Он стал целенаправленно прибирать на столе какие-то бумажки и складывать их в папку. Губы сурово сжаты, спина прямая.
Я образцово-показательно зевнул.
— Так в чем меня обвиняют?
— В убийстве, конечно! — выкрикнул он неожиданно звонким, пионерским голосом.
— Вы что, с ума сошли?!
Ночью я пришел в себя в одной из кают; я лежал на койке и был заботливо укрыт полосатым армейским одеялом. Голова болела от жажды. На подоконнике стоял графин с водой. Мне внезапно стало до тошноты жарко. Омывшись волной пота, я быстро скинул с себя все до нитки, выпил пол-графина и вышел на палубу, в такой желанный ночной холод. Часы показывали половину второго.
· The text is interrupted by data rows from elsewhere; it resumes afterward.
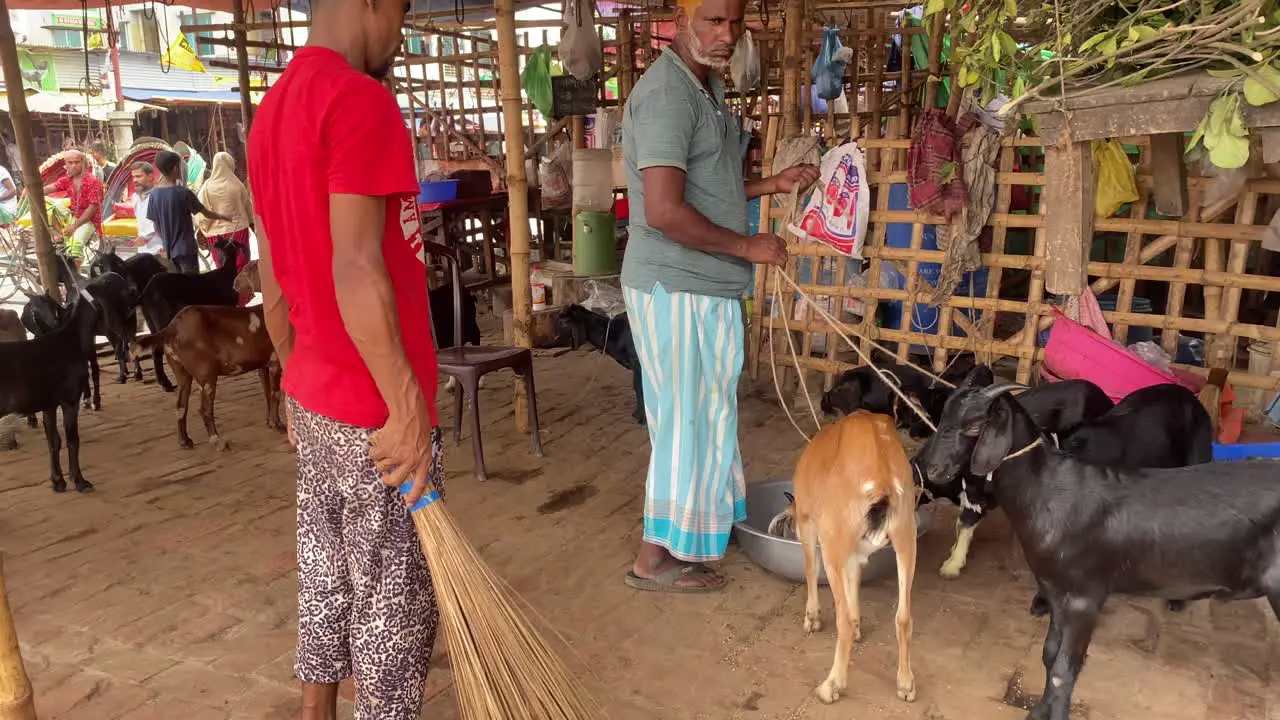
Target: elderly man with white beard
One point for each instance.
(688, 264)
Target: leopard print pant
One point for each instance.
(365, 597)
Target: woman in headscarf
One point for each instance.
(224, 194)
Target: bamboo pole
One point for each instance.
(791, 67)
(242, 64)
(22, 132)
(517, 192)
(17, 701)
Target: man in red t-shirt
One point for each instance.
(346, 301)
(86, 195)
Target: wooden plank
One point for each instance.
(1169, 174)
(1069, 222)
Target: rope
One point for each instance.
(791, 153)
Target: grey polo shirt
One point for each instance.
(672, 121)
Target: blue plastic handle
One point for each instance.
(423, 501)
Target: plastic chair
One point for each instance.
(469, 364)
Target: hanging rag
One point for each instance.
(933, 178)
(979, 150)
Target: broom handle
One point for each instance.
(16, 698)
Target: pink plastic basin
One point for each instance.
(1077, 352)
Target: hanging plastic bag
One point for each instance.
(1114, 178)
(745, 64)
(828, 68)
(840, 204)
(536, 80)
(580, 48)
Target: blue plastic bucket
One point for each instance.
(437, 191)
(924, 318)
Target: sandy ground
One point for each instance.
(169, 593)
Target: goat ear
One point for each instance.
(995, 440)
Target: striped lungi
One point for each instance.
(690, 351)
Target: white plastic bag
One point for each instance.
(603, 297)
(840, 204)
(745, 64)
(580, 50)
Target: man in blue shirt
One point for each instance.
(688, 264)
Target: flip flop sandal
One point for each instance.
(666, 582)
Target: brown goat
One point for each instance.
(204, 342)
(854, 495)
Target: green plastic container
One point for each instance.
(595, 246)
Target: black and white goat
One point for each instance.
(1057, 409)
(1088, 531)
(577, 326)
(46, 373)
(169, 292)
(863, 388)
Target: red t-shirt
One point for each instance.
(90, 192)
(324, 128)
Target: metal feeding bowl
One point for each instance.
(784, 556)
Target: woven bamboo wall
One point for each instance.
(1197, 269)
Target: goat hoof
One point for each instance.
(812, 623)
(906, 691)
(828, 692)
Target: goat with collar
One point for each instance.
(1089, 531)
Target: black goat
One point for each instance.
(1088, 531)
(42, 315)
(863, 388)
(1161, 425)
(138, 269)
(46, 373)
(577, 326)
(169, 292)
(1057, 409)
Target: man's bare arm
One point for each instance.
(760, 187)
(666, 210)
(275, 310)
(366, 299)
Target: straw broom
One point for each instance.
(503, 669)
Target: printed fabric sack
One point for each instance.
(839, 205)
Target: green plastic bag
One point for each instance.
(536, 80)
(1112, 178)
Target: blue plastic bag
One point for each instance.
(828, 68)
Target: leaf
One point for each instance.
(1230, 154)
(1146, 33)
(1262, 85)
(1088, 44)
(1006, 41)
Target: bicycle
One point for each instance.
(18, 265)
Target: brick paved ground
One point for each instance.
(169, 593)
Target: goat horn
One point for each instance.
(1000, 388)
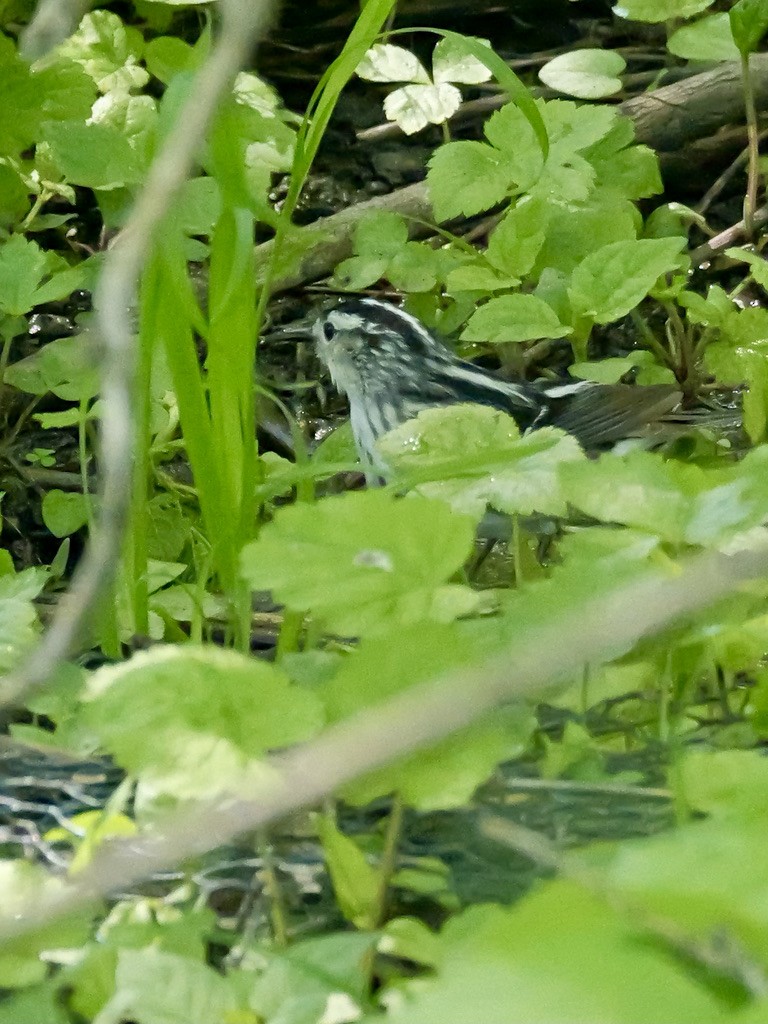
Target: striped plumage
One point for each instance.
(391, 368)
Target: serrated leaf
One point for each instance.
(515, 243)
(452, 61)
(466, 178)
(492, 961)
(659, 10)
(108, 50)
(587, 74)
(388, 559)
(385, 62)
(612, 280)
(23, 961)
(196, 720)
(749, 20)
(414, 107)
(709, 39)
(92, 155)
(514, 317)
(64, 512)
(380, 235)
(473, 457)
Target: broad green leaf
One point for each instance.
(559, 954)
(380, 235)
(515, 243)
(758, 264)
(414, 268)
(612, 280)
(317, 979)
(356, 884)
(612, 370)
(514, 317)
(466, 178)
(452, 61)
(727, 784)
(32, 95)
(586, 74)
(749, 19)
(385, 62)
(64, 512)
(66, 367)
(446, 773)
(415, 107)
(363, 561)
(18, 621)
(472, 456)
(23, 961)
(169, 55)
(92, 155)
(158, 987)
(196, 720)
(108, 50)
(659, 10)
(723, 888)
(573, 233)
(708, 39)
(638, 489)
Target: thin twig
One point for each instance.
(243, 22)
(607, 625)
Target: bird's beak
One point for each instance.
(301, 330)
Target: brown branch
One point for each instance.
(243, 20)
(607, 625)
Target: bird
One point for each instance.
(391, 368)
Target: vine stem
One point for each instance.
(753, 166)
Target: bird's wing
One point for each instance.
(598, 415)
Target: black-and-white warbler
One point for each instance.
(391, 368)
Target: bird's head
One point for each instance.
(371, 347)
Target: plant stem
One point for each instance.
(388, 859)
(753, 169)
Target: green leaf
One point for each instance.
(64, 512)
(414, 268)
(612, 280)
(356, 884)
(514, 317)
(196, 720)
(749, 19)
(597, 965)
(23, 961)
(515, 243)
(18, 621)
(659, 10)
(466, 178)
(380, 235)
(158, 987)
(586, 74)
(388, 559)
(709, 39)
(108, 50)
(758, 264)
(311, 979)
(473, 456)
(65, 367)
(92, 155)
(612, 370)
(453, 61)
(448, 773)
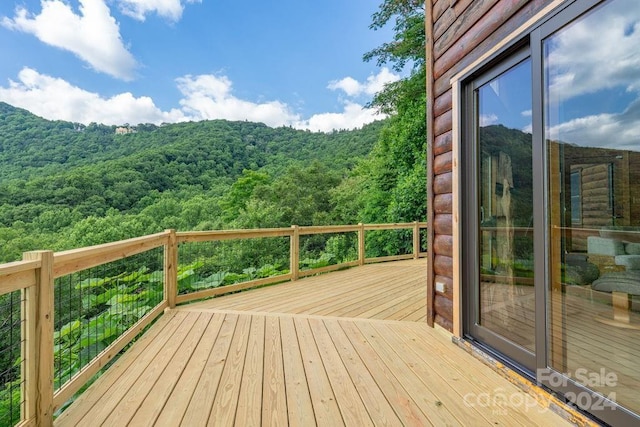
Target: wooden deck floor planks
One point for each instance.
(358, 292)
(204, 365)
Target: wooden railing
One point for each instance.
(34, 277)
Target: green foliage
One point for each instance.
(110, 306)
(63, 185)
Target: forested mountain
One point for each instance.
(64, 185)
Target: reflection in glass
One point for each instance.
(506, 206)
(592, 127)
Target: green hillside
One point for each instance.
(64, 185)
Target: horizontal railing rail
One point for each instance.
(37, 278)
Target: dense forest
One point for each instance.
(65, 185)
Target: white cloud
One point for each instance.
(209, 97)
(56, 99)
(93, 36)
(488, 120)
(576, 61)
(374, 84)
(353, 116)
(204, 97)
(618, 131)
(170, 9)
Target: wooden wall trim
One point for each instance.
(430, 100)
(481, 30)
(505, 41)
(456, 214)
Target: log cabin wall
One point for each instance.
(458, 33)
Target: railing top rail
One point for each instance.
(73, 260)
(18, 267)
(320, 229)
(393, 226)
(195, 236)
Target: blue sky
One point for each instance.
(284, 63)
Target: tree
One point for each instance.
(390, 185)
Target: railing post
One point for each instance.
(171, 269)
(416, 240)
(37, 345)
(294, 260)
(361, 247)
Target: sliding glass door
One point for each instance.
(551, 206)
(592, 138)
(503, 314)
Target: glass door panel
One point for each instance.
(506, 297)
(592, 133)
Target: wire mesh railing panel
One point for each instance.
(94, 307)
(322, 250)
(212, 264)
(382, 243)
(10, 358)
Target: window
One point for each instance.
(575, 229)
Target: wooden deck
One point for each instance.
(337, 357)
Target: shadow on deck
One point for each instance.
(345, 348)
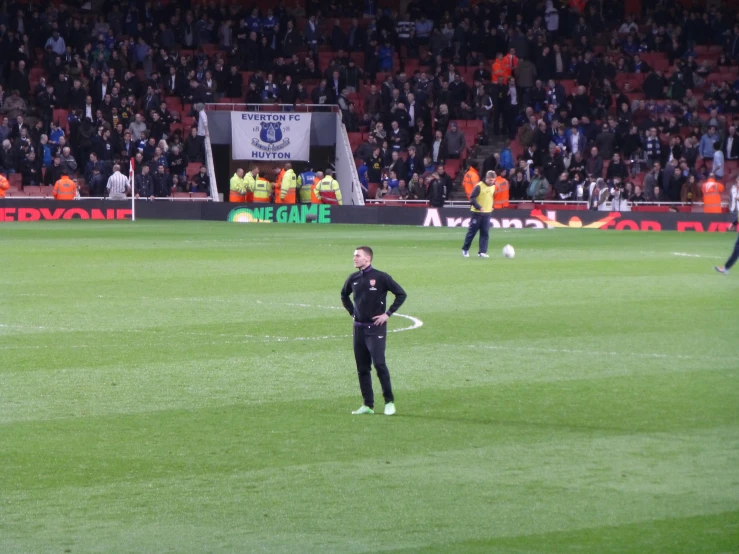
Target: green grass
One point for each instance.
(186, 387)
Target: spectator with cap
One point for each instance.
(143, 184)
(96, 182)
(455, 141)
(118, 185)
(65, 188)
(200, 181)
(162, 183)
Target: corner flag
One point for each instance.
(133, 191)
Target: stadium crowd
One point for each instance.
(642, 106)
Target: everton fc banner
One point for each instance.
(271, 136)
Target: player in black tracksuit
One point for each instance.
(370, 313)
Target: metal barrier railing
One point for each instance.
(242, 106)
(105, 198)
(210, 165)
(516, 203)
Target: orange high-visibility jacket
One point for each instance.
(65, 189)
(509, 63)
(278, 187)
(499, 70)
(314, 199)
(288, 188)
(712, 196)
(471, 178)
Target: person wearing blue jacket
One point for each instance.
(705, 147)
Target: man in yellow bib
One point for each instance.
(481, 200)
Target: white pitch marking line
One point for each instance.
(415, 324)
(599, 353)
(686, 255)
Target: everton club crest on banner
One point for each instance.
(270, 136)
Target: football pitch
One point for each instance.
(188, 387)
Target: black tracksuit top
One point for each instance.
(370, 288)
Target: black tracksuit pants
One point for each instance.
(478, 222)
(369, 348)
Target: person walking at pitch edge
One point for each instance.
(481, 199)
(370, 288)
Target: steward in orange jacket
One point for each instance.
(288, 186)
(502, 193)
(4, 185)
(278, 186)
(499, 69)
(65, 188)
(471, 178)
(314, 198)
(510, 63)
(712, 190)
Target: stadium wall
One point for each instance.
(14, 210)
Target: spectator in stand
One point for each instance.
(539, 188)
(653, 147)
(118, 185)
(731, 144)
(594, 164)
(194, 150)
(31, 171)
(706, 147)
(14, 105)
(455, 141)
(143, 183)
(201, 181)
(718, 161)
(617, 168)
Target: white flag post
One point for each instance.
(133, 192)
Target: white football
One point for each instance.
(508, 251)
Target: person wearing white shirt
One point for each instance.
(412, 110)
(731, 151)
(57, 43)
(718, 161)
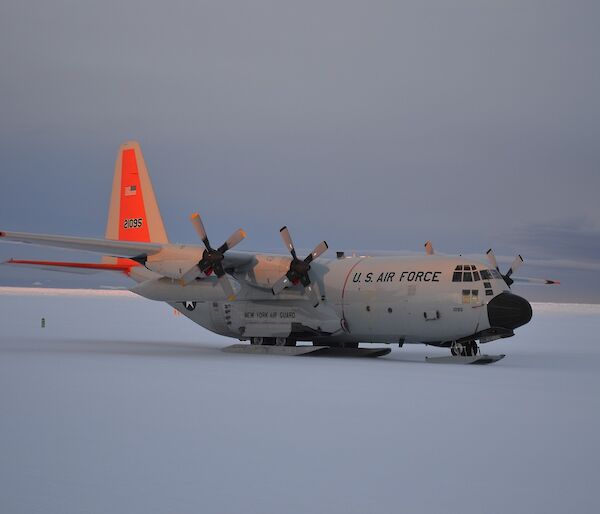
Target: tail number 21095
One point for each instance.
(133, 223)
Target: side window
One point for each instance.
(466, 295)
(485, 275)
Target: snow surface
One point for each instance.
(120, 406)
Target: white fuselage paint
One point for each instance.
(367, 299)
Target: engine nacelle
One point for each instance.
(168, 290)
(170, 269)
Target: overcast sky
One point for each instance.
(373, 125)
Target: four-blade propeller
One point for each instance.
(298, 270)
(513, 267)
(212, 259)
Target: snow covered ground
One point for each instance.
(119, 406)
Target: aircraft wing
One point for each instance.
(128, 249)
(536, 281)
(138, 251)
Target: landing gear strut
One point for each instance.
(466, 349)
(273, 341)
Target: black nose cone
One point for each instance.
(509, 311)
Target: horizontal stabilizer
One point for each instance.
(104, 246)
(73, 267)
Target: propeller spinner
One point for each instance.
(298, 270)
(513, 267)
(212, 259)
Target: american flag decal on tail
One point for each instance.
(130, 190)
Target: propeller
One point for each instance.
(298, 270)
(516, 264)
(212, 259)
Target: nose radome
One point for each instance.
(508, 310)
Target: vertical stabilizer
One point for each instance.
(133, 214)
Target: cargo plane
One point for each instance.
(278, 300)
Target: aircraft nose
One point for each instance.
(508, 310)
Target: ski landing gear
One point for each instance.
(466, 352)
(466, 349)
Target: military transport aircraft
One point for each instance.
(278, 300)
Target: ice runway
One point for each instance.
(119, 406)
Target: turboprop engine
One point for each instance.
(168, 290)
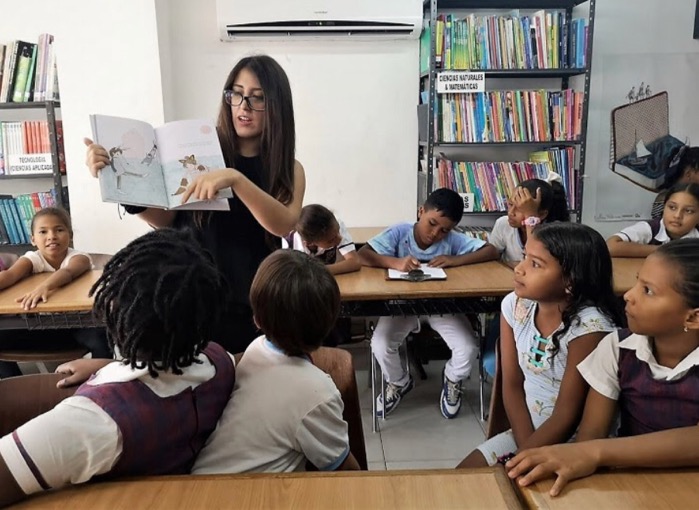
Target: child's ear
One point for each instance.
(692, 320)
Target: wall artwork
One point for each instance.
(633, 82)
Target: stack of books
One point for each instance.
(28, 71)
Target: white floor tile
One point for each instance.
(416, 436)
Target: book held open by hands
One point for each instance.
(424, 273)
(153, 167)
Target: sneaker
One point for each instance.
(393, 395)
(450, 400)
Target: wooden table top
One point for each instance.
(477, 489)
(625, 272)
(360, 235)
(642, 489)
(475, 280)
(71, 298)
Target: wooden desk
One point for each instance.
(360, 235)
(69, 302)
(620, 489)
(484, 488)
(475, 280)
(625, 271)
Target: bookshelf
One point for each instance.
(535, 98)
(29, 183)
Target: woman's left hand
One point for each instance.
(207, 186)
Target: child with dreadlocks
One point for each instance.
(159, 299)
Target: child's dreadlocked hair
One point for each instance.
(160, 299)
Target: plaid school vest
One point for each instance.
(647, 405)
(162, 436)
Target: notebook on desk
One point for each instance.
(418, 275)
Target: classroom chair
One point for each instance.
(57, 355)
(497, 417)
(418, 349)
(25, 397)
(337, 363)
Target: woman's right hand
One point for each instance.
(79, 370)
(96, 158)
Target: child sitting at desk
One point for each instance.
(679, 221)
(284, 411)
(404, 247)
(151, 412)
(546, 203)
(51, 234)
(562, 306)
(649, 373)
(321, 235)
(687, 171)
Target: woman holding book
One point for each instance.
(256, 129)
Раскинув руки, подняв голову, я старался дышать всей грудью, впитывая чистоту и свежесть речного воздуха. Красота. Если бы не башка… Но мне было уже легче. Я даже чувствовал возбуждение, стоя голым здесь, в центре мира, наедине с рекой и луной. И мне казалось, что за мной кто-то следит, но от этого становилось еще лучше.
Наверное, вот так в древности и рождались языческие обряды. Водка с пивом, спермотоксикоз и луна. И тогда уж что угодно, вплоть до человеческих жертвоприношений.
Сквозь деревья пробивались далекие огни города. Какого города? Любого. Рим, Тегусигальпа, Антананариву… От монастыря донесся негромкий звон колокола. Риму три тысячи лет, Ярославлю лишь тысяча — еще молодой парень… Мы живем в своем городе, и проходим сквозь время вместе с ним, и исчезаем, а он идет дальше, цементируя в себе все наши радости и горести. Этот город все перемелет. Успокоит. Поглотит…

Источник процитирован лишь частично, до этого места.